Allocations not deleted on failed resize_instance

Bug #1749215 reported by Claudiu Belu
24
This bug affects 3 people
Affects Status Importance Assigned to Milestone
OpenStack Compute (nova)
Fix Released
Medium
Claudiu Belu
Ocata
Won't Fix
Medium
Unassigned
Pike
Fix Committed
Medium
Matt Riedemann
Queens
Fix Committed
Medium
Claudiu Belu

Bug Description

Description
===========

During a resize, an instance's allocations are removed and replaced by 2 sets of allocations instead. If a resize is completed sucessfully, one set of allocations is correctly removed, but in case of a failure, neither set of allocations is removed. Only one set of allocations are removed if the instance is deleted.

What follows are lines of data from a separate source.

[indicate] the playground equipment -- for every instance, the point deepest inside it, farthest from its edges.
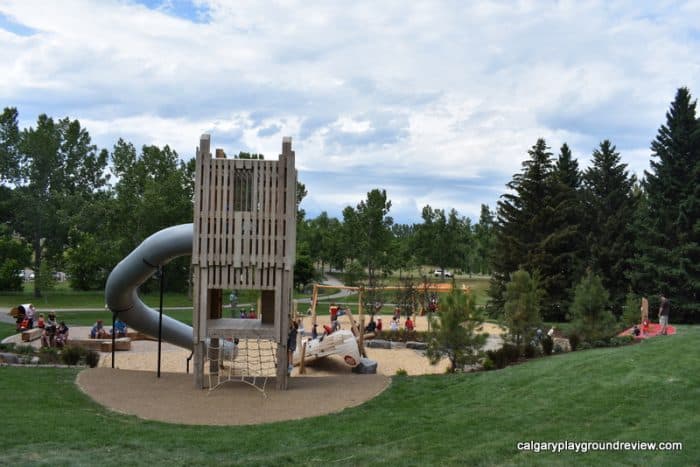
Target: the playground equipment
(341, 342)
(358, 327)
(243, 237)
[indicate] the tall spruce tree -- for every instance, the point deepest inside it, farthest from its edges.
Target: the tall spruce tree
(610, 210)
(568, 244)
(668, 258)
(524, 224)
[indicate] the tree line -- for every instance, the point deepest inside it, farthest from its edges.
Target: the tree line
(565, 226)
(70, 206)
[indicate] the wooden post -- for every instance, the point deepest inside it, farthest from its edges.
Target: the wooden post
(314, 300)
(361, 312)
(215, 312)
(302, 367)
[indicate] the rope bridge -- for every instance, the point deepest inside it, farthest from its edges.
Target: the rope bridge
(251, 361)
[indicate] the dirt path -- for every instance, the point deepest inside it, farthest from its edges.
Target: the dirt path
(173, 398)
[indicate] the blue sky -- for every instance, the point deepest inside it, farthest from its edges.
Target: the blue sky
(437, 101)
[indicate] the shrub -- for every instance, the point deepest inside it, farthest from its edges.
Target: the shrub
(25, 349)
(353, 273)
(574, 340)
(621, 340)
(48, 355)
(522, 306)
(92, 358)
(584, 346)
(71, 355)
(530, 351)
(591, 317)
(631, 314)
(512, 352)
(547, 345)
(498, 357)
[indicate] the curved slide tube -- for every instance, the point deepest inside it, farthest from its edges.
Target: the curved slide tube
(121, 291)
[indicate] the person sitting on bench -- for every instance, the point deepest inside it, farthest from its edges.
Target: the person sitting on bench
(119, 328)
(98, 331)
(61, 334)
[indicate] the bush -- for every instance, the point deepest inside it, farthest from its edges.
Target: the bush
(584, 346)
(512, 352)
(574, 340)
(9, 279)
(71, 355)
(24, 349)
(631, 314)
(498, 357)
(530, 351)
(621, 340)
(591, 317)
(92, 358)
(547, 345)
(353, 273)
(48, 355)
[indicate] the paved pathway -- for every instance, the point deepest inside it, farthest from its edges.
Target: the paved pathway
(330, 280)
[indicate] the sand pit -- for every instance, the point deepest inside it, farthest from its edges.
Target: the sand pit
(132, 387)
(143, 356)
(173, 398)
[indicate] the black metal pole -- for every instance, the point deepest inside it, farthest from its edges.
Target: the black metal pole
(114, 318)
(161, 273)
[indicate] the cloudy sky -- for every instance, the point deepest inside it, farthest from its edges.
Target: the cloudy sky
(437, 101)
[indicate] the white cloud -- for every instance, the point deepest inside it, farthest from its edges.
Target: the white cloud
(387, 93)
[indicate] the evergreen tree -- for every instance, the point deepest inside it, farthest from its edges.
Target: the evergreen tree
(590, 314)
(527, 232)
(610, 210)
(568, 241)
(483, 241)
(522, 307)
(454, 333)
(668, 258)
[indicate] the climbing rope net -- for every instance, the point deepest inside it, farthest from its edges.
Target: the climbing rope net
(250, 361)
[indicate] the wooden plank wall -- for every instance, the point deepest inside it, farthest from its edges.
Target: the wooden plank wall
(244, 227)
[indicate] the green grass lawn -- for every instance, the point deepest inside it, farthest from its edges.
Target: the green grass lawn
(645, 392)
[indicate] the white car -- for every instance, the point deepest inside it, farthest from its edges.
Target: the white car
(438, 273)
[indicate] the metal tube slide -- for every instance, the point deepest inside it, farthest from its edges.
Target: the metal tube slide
(121, 291)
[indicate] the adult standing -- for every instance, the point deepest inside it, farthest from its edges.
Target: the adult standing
(29, 313)
(233, 298)
(664, 310)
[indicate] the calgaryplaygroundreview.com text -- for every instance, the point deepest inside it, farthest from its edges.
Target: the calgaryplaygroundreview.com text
(586, 446)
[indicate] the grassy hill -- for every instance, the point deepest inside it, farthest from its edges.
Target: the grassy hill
(645, 392)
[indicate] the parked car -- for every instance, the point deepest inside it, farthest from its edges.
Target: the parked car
(439, 273)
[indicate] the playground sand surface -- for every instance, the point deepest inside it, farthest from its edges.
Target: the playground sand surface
(173, 398)
(327, 386)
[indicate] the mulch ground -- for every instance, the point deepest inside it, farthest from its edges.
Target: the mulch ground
(174, 399)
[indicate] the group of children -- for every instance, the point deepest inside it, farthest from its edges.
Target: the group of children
(53, 333)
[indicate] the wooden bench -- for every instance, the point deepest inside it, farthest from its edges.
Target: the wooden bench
(102, 345)
(31, 334)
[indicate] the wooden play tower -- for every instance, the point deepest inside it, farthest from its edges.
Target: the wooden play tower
(244, 239)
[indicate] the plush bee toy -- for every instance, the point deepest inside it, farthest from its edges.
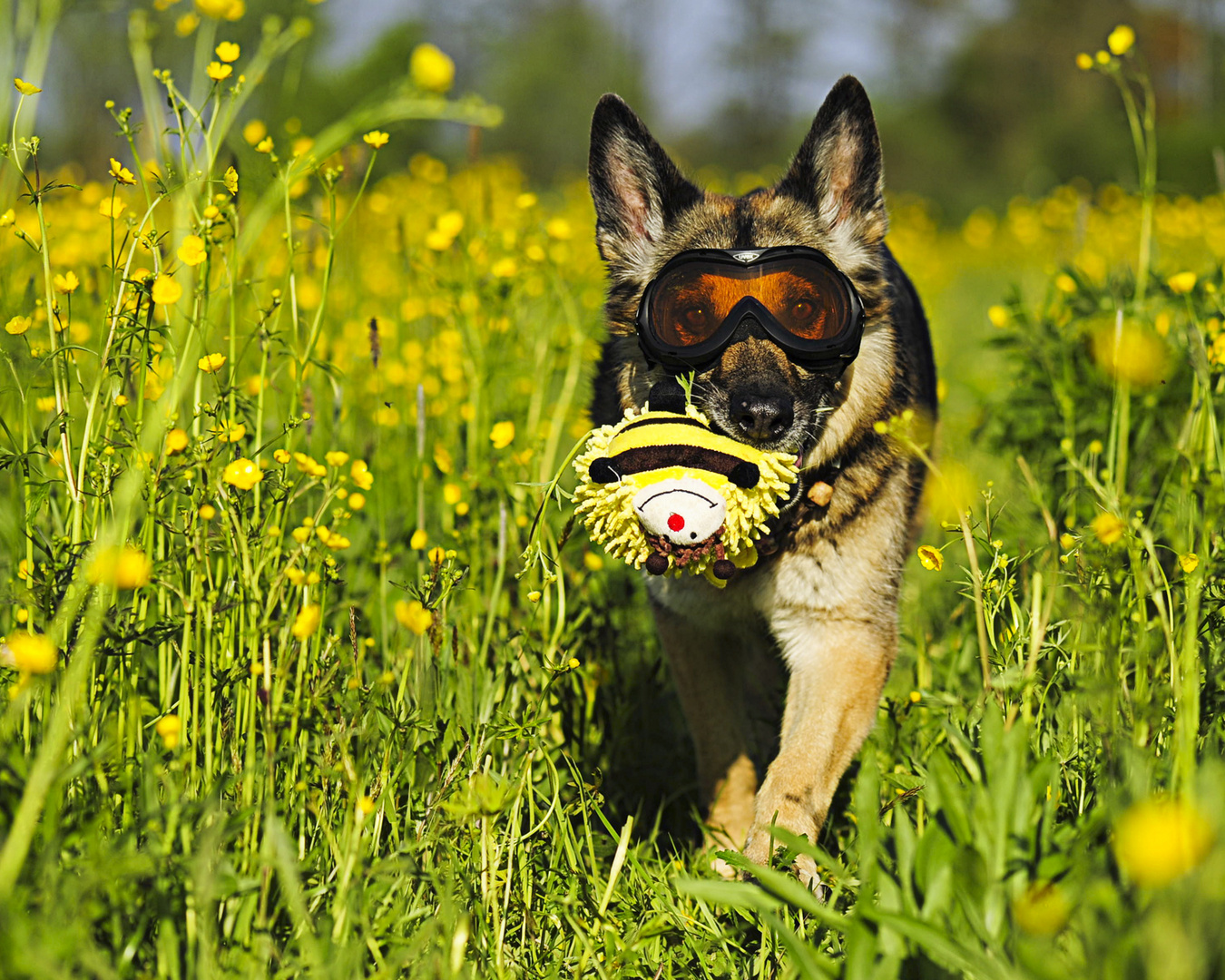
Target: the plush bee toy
(661, 489)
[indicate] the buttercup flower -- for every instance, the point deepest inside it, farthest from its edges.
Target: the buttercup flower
(120, 173)
(503, 434)
(169, 727)
(165, 290)
(126, 567)
(1121, 39)
(1161, 839)
(431, 69)
(175, 441)
(413, 616)
(931, 557)
(31, 653)
(242, 473)
(361, 475)
(191, 251)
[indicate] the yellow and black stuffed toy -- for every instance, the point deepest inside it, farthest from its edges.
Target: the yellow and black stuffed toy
(661, 489)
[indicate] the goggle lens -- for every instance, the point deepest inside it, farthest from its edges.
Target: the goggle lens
(691, 301)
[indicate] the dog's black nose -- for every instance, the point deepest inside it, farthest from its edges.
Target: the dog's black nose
(762, 416)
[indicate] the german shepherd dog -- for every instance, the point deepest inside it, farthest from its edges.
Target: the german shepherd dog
(818, 614)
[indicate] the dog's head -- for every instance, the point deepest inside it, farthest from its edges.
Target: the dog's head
(647, 212)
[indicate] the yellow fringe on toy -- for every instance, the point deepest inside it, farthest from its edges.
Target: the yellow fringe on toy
(608, 511)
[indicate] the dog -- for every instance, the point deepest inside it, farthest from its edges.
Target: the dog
(818, 615)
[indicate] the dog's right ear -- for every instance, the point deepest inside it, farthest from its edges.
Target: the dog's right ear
(636, 186)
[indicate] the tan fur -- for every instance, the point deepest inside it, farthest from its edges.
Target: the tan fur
(823, 606)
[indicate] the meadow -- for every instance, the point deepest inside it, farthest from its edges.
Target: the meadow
(298, 685)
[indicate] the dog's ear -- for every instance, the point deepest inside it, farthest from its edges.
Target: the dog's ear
(636, 188)
(838, 168)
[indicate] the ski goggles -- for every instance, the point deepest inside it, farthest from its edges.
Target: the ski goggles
(691, 310)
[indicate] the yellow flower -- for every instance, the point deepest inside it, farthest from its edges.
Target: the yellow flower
(242, 473)
(431, 69)
(66, 283)
(1121, 39)
(122, 567)
(175, 441)
(1182, 282)
(120, 173)
(503, 434)
(32, 653)
(191, 251)
(169, 728)
(165, 290)
(307, 622)
(1133, 354)
(211, 363)
(309, 465)
(230, 10)
(1161, 839)
(413, 616)
(361, 475)
(1042, 909)
(254, 132)
(1108, 528)
(931, 557)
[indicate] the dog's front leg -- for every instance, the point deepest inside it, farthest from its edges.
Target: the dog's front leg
(838, 667)
(707, 665)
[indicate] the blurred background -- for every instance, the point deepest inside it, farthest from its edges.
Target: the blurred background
(977, 100)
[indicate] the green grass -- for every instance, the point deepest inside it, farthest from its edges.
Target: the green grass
(471, 765)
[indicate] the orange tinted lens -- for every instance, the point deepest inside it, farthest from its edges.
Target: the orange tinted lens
(691, 301)
(690, 304)
(806, 298)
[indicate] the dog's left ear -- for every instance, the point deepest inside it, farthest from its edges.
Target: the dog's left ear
(838, 168)
(636, 186)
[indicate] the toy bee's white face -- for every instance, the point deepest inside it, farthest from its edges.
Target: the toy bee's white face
(683, 510)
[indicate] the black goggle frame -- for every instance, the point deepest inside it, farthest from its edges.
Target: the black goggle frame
(828, 353)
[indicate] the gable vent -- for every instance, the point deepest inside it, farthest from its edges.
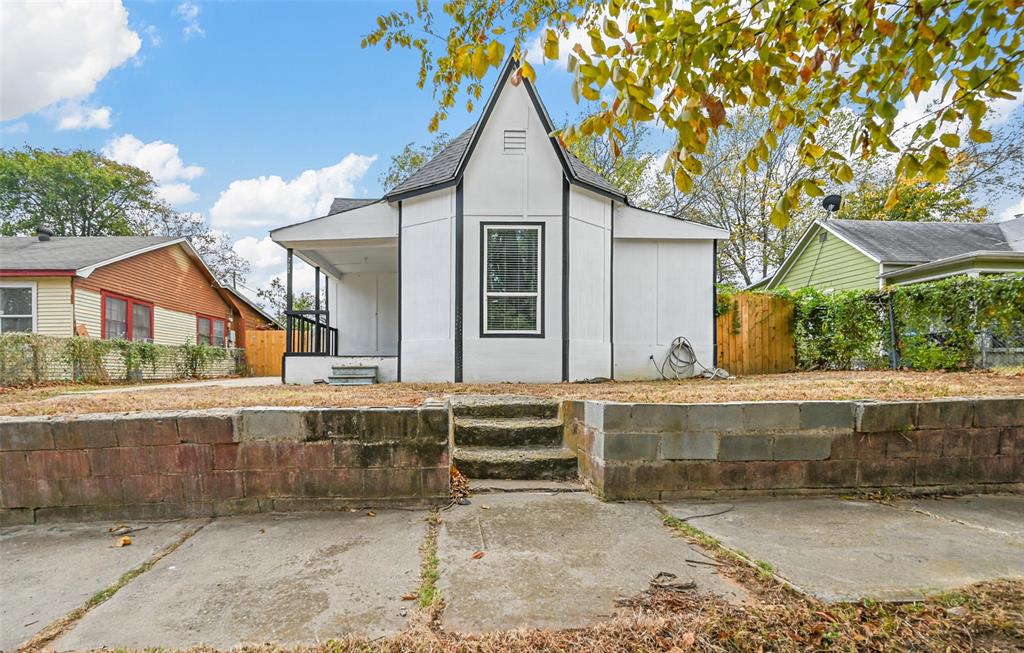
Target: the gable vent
(515, 141)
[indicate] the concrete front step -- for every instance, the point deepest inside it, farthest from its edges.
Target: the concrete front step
(547, 463)
(504, 406)
(507, 431)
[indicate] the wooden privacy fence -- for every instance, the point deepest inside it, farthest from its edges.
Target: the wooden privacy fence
(755, 336)
(263, 352)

This happens because the call self.compute_rpcapi.resize_instance [1] is an RPC cast (async), instead of a call (sync). Because of this, the Except branch [2] in which the allocation is cleared and the instance is rescheduled, is never called.

Additionally, because not all of the allocations are cleared, the resources on the compute nodes will become "locked" and unusable. At some point, instances will no longer be scheduled to those compute nodes, due to all the resources being "allocated".

[1] https://github.com/openstack/nova/blob/master/nova/compute/manager.py#L4085
[2] https://github.com/openstack/nova/blob/master/nova/compute/manager.py#L4123

Steps to reproduce
==================

* Spawn an instance.
* Observe that the table nova_api.allocations only has 1 set of allocations for the instance (VCPU, MEMORY, DISK).
* Cold resize to an invalid flavor (e.g.: smaller disk).
* Observe that the table nova_api.allocations has 2 sets of allocations for the instance.
* Observe that the cold resize failed, and that the instance's task state has been reverted to its original state.
* Observe that the table nova_api.allocations continues to have 2 sets of allocations.
* Delete the instance.
* Observe even after the instance has been destroyed, there is still 1 set of allocations for the instance.

Expected result
===============

After the cold resize failed, there should be only 1 set of allocations in the nova_api.allocations table, and after deleting the instance, there shouldn't be any.

Actual result
=============

After the cold resize failed, there are 2 sets of allocations in the nova_api.allocations table, after deleting the instance, there is 1 set of allocations.

Environment
===========

Branch: Queens
Hypervisor: Hyper-V Server 2012 R2 (unrelated)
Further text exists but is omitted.